Cette évolution s’explique principalement par la dégradation de la qualité des actifs au Nigeria. À la suite de la fin des mesures d’assouplissement prudentiel accordées par la Banque centrale nigériane, Ecobank a été contrainte de reclasser plusieurs créances devenues plus risquées, notamment dans les secteurs du pétrole et du gaz.

La filiale nigériane du groupe a ainsi clôturé l’exercice 2025 avec une perte avant impôt de 31 millions de dollars, tandis que les provisions pour dépréciation ont fortement augmenté. Au niveau consolidé, le ratio des créances douteuses est passé de 6,7 % à 9,4 %, illustrant les difficultés rencontrées sur ce marché stratégique.

En dehors du Nigeria, les activités du groupe ont toutefois affiché une dynamique positive. Les revenus ont progressé de 20 % en Afrique centrale, orientale et australe, atteignant 470 millions de dollars, tandis que l’Afrique de l’Ouest anglophone a enregistré une croissance de 16 %, à 372 millions de dollars. Dans l’espace UEMOA, région historique du groupe, les revenus ont augmenté de 6 %, pour s’établir à 382 millions de dollars.

Les indicateurs financiers demeurent globalement solides. Les dépôts de la clientèle ont augmenté de 3,1 milliards de dollars sur un an pour atteindre 27 milliards de dollars, dont 85 % sont constitués de ressources à faible coût. Le coefficient d’exploitation est resté stable à 48,4 %, confirmant la maîtrise des charges opérationnelles.
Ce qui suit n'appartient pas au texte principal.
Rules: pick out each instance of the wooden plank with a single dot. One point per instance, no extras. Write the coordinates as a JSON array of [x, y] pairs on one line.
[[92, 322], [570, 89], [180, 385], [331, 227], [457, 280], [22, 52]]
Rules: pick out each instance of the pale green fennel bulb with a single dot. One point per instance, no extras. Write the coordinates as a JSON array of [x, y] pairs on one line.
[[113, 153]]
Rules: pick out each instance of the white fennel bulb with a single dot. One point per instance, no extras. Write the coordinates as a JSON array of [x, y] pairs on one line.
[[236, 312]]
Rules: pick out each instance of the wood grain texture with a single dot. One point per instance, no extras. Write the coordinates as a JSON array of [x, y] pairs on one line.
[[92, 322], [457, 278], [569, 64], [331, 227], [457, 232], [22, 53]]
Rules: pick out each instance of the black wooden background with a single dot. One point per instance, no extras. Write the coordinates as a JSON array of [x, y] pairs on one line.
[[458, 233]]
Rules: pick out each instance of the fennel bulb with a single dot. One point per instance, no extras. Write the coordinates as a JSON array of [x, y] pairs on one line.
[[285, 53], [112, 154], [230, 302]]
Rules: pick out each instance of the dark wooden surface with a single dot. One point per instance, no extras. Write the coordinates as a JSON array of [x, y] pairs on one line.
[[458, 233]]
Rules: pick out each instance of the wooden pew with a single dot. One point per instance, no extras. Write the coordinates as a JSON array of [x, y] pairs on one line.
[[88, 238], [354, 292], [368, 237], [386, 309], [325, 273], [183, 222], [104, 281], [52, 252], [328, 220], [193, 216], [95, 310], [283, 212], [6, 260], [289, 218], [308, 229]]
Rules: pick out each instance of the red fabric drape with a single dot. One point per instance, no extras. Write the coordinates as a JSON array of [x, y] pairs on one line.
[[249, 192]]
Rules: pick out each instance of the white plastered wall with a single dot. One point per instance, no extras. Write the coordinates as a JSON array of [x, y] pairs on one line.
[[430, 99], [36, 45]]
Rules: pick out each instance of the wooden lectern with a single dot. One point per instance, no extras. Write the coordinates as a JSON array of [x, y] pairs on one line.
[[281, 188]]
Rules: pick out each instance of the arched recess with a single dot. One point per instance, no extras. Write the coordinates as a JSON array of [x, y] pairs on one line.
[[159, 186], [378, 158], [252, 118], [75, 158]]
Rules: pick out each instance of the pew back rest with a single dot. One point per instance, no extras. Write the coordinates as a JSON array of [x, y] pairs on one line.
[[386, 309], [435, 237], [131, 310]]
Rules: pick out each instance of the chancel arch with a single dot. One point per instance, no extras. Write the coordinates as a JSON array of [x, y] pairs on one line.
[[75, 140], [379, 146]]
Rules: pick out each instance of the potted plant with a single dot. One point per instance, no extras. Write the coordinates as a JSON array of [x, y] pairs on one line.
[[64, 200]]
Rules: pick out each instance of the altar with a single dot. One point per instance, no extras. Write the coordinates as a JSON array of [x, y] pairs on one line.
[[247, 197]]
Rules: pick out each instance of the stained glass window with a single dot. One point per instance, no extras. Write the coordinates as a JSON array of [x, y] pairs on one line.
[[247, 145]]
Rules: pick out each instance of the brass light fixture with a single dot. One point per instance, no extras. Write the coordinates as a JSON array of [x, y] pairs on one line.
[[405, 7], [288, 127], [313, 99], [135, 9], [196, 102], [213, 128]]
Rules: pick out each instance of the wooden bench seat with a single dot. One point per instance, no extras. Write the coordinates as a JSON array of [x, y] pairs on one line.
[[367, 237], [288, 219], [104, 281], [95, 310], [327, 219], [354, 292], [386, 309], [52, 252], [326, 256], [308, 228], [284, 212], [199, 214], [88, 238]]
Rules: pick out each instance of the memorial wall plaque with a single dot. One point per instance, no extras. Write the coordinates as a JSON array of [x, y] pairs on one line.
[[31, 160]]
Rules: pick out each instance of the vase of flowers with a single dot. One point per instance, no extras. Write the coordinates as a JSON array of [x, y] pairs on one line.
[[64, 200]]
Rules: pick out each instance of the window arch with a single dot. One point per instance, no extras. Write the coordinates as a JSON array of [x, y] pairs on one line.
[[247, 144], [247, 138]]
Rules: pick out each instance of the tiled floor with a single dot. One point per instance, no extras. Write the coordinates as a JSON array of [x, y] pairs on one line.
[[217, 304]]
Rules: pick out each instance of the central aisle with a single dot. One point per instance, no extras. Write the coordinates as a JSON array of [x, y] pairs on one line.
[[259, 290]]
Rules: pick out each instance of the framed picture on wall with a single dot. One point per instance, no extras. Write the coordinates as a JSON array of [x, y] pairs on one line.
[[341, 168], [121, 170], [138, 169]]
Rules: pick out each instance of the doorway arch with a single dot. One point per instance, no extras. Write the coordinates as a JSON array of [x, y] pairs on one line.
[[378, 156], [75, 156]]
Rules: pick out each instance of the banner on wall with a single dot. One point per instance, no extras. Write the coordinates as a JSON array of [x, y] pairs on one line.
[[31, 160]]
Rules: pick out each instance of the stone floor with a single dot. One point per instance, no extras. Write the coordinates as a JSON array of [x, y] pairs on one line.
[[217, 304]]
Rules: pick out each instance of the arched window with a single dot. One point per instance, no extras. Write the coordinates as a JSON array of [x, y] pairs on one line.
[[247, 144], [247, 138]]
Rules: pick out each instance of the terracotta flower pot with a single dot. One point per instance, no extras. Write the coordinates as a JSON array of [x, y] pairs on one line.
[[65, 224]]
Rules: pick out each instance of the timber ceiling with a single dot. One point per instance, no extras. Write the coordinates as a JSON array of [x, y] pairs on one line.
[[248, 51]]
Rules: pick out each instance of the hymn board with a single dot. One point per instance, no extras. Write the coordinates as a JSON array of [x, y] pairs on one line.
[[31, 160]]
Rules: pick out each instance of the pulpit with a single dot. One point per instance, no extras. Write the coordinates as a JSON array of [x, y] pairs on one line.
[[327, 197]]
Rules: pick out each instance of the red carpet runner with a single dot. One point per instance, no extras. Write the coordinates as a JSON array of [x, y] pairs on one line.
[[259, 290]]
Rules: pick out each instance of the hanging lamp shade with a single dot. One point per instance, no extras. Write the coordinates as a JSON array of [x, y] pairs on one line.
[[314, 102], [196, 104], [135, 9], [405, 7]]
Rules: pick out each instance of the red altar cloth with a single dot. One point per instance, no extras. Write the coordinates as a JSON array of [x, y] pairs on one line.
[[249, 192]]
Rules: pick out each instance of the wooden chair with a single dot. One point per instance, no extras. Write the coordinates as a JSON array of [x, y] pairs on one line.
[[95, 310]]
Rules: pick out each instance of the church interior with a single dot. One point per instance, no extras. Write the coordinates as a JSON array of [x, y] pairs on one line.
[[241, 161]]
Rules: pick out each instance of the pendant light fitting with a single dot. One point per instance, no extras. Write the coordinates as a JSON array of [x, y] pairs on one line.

La stratégie de transformation numérique du groupe continue également de produire des résultats. Les revenus issus des activités de paiement ont progressé de 10 %, atteignant 156 millions de dollars, tandis que la valeur des transactions numériques a bondi de 33 %, à 78,5 milliards de dollars. La direction souligne que cette évolution est soutenue par la modernisation de son infrastructure technologique, développée notamment en partenariat avec Google Cloud.

Sur le plan financier, Ecobank a par ailleurs levé 450 millions de dollars sur le marché international grâce à une obligation verte, une opération largement sursouscrite destinée à refinancer une dette subordonnée existante.

Le semestre s’inscrit également dans un contexte de recomposition de l’actionnariat. Après l’autorisation accordée en juin par la Commission bancaire de l’UMOA, Bosquet Investments, véhicule d’investissement de l’homme d’affaires camerounais Alain Nkontchou, est devenu le premier actionnaire du groupe avec une participation d’au moins 24,05 % du capital, devant Qatar National Bank.

Alors que le plan stratégique « Croissance, Transformation, Rendement » arrive à son terme cette année, Ecobank devra désormais démontrer sa capacité à poursuivre sa croissance tout en résorbant les difficultés liées à son portefeuille de crédits au Nigeria, afin de préserver durablement sa rentabilité et de consolider la confiance des investisseurs.